Ein Gespräch mit Slavoj Zizek

Der Philosoph, Psychoanalytiker und Medienintellektuelle par exellence Slavoj Zizek ist einer der wenigen Gegner der Nato-Intervention im Kosovo-Krieg gewesen, dem in der bundesdeutschen Öffentlichkeit die großen liberalen Foren wie ZEIT und Süddeutsche Zeitung nicht verschlossen blieben.
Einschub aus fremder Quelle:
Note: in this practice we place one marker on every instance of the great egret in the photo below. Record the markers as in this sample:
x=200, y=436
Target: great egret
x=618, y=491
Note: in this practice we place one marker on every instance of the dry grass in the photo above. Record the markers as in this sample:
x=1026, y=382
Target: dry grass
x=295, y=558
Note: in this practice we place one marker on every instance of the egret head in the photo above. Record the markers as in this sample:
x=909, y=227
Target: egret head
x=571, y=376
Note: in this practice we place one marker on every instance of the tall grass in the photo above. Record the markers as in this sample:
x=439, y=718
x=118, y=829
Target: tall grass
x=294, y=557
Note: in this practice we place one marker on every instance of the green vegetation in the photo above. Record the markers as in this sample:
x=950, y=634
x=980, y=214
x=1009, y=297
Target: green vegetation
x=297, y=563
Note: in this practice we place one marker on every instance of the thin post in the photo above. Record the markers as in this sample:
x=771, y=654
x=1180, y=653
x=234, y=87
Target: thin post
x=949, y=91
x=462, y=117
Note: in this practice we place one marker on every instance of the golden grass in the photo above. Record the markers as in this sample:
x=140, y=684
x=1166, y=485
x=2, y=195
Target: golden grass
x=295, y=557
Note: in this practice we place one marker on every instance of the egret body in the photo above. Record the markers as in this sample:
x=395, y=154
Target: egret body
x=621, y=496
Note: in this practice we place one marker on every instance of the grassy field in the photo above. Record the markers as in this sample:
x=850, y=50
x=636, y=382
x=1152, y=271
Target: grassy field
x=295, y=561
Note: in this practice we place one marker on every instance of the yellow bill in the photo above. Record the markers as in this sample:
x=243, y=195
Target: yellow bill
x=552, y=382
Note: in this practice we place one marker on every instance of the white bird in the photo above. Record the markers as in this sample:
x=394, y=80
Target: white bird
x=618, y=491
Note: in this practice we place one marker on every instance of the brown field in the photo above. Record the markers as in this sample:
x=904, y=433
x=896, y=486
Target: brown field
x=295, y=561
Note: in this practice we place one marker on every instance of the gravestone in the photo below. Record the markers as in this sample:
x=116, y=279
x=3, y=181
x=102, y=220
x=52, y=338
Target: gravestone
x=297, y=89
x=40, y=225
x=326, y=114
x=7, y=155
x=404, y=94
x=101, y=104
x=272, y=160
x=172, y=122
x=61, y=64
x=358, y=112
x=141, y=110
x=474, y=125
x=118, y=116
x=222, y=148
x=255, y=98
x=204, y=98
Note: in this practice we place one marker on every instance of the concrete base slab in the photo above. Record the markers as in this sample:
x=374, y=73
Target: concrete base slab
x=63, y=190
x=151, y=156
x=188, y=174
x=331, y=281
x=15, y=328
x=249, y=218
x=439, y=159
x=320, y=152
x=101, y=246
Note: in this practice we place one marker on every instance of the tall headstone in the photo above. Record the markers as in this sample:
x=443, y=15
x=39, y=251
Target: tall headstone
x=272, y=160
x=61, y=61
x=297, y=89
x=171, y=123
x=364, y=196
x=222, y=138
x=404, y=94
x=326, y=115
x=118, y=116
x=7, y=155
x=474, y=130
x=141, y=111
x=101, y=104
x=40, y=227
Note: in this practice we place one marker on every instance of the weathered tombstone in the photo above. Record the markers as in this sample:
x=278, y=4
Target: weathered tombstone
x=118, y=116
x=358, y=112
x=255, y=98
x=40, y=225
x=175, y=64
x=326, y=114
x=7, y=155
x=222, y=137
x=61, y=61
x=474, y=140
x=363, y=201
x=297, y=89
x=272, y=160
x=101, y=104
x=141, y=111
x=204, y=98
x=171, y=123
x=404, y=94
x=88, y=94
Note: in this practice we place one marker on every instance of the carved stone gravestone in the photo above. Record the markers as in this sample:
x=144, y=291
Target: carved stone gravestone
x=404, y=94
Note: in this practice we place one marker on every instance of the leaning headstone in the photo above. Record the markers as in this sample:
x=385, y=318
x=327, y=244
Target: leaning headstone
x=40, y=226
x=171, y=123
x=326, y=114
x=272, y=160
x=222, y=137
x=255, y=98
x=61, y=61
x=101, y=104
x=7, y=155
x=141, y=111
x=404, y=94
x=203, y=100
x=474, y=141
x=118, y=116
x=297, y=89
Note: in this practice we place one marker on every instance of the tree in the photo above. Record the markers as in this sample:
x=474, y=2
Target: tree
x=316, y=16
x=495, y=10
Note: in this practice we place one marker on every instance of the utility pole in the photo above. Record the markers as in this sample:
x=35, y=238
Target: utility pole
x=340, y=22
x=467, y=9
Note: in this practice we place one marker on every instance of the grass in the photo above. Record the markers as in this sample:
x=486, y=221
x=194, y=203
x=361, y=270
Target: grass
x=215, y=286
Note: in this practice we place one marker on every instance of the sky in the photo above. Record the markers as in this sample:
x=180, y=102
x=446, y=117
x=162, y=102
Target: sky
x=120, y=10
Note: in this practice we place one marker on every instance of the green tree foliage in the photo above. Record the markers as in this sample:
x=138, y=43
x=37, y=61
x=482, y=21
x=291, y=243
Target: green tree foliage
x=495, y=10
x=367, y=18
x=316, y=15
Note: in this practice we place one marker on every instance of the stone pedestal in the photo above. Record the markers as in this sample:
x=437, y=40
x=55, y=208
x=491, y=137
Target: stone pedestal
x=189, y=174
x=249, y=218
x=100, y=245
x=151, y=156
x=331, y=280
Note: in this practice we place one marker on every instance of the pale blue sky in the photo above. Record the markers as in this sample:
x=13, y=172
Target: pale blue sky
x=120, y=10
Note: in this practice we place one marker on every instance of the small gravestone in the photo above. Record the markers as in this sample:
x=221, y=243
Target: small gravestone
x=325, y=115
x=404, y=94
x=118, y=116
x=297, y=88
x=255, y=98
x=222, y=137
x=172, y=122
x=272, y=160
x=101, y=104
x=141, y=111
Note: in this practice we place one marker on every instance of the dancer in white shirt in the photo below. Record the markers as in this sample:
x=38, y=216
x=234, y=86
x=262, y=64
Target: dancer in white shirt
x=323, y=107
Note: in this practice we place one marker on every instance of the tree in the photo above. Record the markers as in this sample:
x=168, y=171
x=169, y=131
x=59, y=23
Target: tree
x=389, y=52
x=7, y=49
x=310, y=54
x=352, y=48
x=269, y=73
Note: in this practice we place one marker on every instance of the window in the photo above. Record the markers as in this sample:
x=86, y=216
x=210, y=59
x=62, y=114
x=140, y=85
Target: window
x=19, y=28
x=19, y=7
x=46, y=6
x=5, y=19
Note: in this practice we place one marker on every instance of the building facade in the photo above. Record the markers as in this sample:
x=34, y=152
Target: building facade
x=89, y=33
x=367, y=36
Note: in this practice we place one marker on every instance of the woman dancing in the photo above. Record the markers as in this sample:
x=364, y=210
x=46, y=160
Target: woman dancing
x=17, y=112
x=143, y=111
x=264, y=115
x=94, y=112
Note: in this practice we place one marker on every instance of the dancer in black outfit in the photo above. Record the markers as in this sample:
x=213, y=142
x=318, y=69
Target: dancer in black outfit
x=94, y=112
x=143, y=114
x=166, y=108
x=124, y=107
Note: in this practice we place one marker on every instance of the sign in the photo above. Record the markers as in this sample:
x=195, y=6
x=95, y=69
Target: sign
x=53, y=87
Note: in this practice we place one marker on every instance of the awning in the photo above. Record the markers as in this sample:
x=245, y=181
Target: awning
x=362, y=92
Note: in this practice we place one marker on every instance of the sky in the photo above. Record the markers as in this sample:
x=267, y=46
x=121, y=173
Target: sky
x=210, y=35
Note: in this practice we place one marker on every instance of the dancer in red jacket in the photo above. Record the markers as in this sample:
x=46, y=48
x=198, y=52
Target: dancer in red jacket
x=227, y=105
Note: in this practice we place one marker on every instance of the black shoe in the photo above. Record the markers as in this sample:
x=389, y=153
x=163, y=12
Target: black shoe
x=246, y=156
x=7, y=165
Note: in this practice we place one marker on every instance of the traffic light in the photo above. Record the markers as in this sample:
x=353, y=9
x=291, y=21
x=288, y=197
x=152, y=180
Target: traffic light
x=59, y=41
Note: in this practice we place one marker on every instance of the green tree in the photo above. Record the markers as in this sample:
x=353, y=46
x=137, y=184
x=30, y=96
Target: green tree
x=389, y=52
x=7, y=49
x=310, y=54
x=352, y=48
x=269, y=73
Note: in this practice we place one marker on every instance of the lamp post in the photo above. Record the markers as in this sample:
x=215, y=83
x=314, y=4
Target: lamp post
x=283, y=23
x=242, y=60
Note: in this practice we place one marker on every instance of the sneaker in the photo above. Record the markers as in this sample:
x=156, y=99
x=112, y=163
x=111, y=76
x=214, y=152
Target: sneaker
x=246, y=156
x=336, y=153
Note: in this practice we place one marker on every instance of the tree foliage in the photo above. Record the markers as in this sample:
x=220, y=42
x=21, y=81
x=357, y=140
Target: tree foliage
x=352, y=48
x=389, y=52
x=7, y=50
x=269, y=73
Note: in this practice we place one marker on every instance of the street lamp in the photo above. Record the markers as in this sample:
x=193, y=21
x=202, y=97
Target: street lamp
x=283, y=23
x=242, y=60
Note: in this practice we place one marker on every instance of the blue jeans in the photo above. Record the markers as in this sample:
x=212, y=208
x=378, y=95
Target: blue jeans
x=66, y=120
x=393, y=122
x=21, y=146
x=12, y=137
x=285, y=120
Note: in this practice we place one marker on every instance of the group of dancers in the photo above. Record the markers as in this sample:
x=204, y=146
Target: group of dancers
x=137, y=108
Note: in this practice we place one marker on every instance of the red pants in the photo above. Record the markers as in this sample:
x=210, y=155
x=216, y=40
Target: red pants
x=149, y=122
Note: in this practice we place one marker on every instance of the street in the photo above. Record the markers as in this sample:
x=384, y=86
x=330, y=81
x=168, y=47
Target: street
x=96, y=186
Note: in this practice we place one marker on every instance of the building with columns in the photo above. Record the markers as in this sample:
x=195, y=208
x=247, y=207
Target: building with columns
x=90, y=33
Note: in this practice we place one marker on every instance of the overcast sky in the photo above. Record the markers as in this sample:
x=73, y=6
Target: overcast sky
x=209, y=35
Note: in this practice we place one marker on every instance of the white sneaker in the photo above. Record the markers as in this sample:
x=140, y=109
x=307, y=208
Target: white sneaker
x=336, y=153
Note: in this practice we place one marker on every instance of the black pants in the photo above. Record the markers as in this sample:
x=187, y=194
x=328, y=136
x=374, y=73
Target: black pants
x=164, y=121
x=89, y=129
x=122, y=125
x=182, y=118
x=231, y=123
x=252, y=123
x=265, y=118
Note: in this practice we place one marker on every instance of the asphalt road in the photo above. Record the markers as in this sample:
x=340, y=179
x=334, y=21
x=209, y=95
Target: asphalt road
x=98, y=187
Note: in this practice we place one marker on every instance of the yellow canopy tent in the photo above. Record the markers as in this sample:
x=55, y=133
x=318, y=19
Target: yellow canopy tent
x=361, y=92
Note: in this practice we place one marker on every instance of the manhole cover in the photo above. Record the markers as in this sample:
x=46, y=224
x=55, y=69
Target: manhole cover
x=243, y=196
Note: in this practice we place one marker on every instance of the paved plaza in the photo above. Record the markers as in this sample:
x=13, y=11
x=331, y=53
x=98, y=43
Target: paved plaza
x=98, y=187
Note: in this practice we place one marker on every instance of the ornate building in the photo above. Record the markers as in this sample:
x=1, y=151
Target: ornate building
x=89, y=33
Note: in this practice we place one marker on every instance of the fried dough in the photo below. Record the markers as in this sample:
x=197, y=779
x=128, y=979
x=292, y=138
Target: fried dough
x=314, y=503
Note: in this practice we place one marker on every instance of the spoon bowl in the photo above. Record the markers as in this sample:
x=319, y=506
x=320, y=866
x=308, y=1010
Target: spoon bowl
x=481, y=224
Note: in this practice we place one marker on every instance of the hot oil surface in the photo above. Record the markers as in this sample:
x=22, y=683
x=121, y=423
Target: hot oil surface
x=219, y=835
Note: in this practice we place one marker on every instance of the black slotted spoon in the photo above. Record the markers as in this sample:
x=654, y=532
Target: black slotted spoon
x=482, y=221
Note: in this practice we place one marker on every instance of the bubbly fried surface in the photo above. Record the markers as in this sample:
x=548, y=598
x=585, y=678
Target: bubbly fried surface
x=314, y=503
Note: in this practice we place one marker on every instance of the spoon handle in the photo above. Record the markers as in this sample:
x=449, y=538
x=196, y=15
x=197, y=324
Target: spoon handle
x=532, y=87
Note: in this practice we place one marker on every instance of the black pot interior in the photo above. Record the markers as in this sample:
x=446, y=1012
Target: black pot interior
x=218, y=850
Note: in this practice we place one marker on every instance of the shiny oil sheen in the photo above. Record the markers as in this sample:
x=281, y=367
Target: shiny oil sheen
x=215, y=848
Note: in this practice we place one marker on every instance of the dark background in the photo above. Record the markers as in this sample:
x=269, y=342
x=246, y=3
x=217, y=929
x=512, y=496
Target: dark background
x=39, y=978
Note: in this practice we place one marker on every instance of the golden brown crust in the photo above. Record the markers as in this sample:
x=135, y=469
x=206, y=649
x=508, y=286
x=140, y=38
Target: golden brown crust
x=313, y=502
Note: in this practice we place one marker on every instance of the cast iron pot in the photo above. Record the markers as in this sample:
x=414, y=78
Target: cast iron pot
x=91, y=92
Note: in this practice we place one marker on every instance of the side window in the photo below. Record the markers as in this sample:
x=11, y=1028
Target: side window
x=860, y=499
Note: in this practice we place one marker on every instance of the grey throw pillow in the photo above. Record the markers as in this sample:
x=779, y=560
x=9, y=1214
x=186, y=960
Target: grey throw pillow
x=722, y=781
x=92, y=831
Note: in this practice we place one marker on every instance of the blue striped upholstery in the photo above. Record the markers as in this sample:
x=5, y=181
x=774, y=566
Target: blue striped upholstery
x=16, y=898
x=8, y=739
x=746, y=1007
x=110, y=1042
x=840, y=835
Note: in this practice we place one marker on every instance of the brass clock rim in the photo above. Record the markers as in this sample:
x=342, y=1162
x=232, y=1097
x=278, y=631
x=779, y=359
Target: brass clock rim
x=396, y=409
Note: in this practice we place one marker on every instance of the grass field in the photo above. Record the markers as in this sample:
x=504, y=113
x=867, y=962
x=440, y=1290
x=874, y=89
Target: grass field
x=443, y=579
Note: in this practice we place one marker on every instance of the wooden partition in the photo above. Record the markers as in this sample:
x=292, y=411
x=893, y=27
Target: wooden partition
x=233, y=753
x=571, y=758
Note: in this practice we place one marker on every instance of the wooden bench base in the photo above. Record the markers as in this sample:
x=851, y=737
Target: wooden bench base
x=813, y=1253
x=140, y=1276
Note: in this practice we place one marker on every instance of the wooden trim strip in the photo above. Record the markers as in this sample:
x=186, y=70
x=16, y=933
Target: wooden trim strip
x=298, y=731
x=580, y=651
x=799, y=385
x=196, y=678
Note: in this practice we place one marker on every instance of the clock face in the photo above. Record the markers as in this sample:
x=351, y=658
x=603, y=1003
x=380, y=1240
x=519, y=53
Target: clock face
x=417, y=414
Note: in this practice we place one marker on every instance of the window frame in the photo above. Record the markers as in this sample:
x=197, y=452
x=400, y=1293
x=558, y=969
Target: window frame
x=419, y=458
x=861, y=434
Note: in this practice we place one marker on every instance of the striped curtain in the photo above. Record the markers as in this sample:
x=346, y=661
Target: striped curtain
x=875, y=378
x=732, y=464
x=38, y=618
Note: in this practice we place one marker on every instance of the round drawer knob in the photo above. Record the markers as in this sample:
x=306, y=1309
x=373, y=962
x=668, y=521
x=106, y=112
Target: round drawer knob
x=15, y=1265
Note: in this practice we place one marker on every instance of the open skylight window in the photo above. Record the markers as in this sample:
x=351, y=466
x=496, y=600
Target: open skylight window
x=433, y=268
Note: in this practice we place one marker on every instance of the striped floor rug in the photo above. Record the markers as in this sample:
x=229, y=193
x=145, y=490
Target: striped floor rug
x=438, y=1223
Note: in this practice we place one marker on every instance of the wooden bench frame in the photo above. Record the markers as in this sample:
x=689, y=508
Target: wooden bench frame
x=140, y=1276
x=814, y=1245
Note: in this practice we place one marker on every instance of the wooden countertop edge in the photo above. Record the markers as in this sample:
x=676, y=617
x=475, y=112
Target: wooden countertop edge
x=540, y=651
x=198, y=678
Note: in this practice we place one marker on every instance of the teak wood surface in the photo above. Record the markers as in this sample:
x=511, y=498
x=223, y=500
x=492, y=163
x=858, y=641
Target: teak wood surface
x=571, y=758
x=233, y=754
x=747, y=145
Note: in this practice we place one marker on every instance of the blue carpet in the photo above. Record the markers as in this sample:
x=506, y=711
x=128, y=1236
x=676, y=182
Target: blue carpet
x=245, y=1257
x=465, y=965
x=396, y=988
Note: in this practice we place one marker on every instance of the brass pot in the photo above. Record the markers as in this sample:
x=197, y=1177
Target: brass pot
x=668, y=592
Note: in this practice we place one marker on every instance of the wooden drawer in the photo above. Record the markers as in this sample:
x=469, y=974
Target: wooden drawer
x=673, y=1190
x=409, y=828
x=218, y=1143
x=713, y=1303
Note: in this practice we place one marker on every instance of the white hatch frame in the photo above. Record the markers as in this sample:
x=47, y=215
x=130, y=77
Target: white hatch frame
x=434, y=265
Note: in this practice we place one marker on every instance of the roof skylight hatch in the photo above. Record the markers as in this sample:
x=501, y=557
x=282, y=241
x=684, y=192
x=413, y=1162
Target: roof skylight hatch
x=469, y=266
Er ist als Kritiker eines "abstrakten Pazifismus" und eines "repressiven Multikulturalismus" bekannt; die er als zentrale Formen einer "post-politischen" Entpolitisierung gesellschaftlicher Konflikte charakterisiert. Zizek zufolge drückt sich die gegenwärtige hegemoniale Form der Politik in einer "Post-Politik" aus, die einem Ende der Ideologien beziehungsweise dem Ende des antagonistischen Klassenkonflikts das Wort rede. Damit verbinde sich eine "Herrschaft von aufgeklärten Technokraten" und "liberalen Multikulturalisten": "Post-Politik betont [...] die Notwendigkeit, die alten ideologischen Trennlinien hinter sich zu lassen und sich den neuen Problemen zu stellen, bewaffnet mit dem notwendigen Expertenwissen und freier Beratschlagung, die die konkreten Bedürfnisse und Forderungen der Menschen in Betracht ziehen." (Zizek 1998: 37f.) Diese Politik fördere faktisch die Entpolitisierung vor allem minoritärer Gruppen. Während innerhalb klassischer politischer Theorien, so Zizeks Interpretation, repräsentative Demokratie und Politik in gewisser Weise synonyme Verwendung fänden, insofern sich durch die Artikulation sogenannter Minderheitenprobleme immer auch ein gegen die herrschende "neutrale" Universalität gerichteter radikaler universalistischer Anspruch ausdrückte und darüber radikale Demokratisierungsprozesse vorantreiben könnte, stelle die "Post-Politik" diesen Prozeß still. Das im Multikulturalismus erhobene Postulat der Toleranz nehme minoritären Gruppen die Möglichkeit, auf ihre partikulare Weise Universalität artikulieren zu können und fördere irrationale und gewaltförmige Artikulationsformen. Ein ausgedehntes "rechtlich-psychologisch-soziologisches Netzwerk von Maßstäben" sorge für die Identifizierung von immer genauer spezifizierten gesellschaftlichen Untergruppen: "Was die Post-Politik zu verhindern sucht, ist [die] [...] metaphorische Universalisierung partikularer Forderung. Post-Politik mobilisiert den ganzen Apparat von Experten, Sozialarbeitern, und so weiter, um diese Forderung (dieses Anliegen) einer partikularen Gruppe genau auf diese Forderung mit ihrem bloß partikularen Inhalt zu reduzieren". (Ebd.: 50)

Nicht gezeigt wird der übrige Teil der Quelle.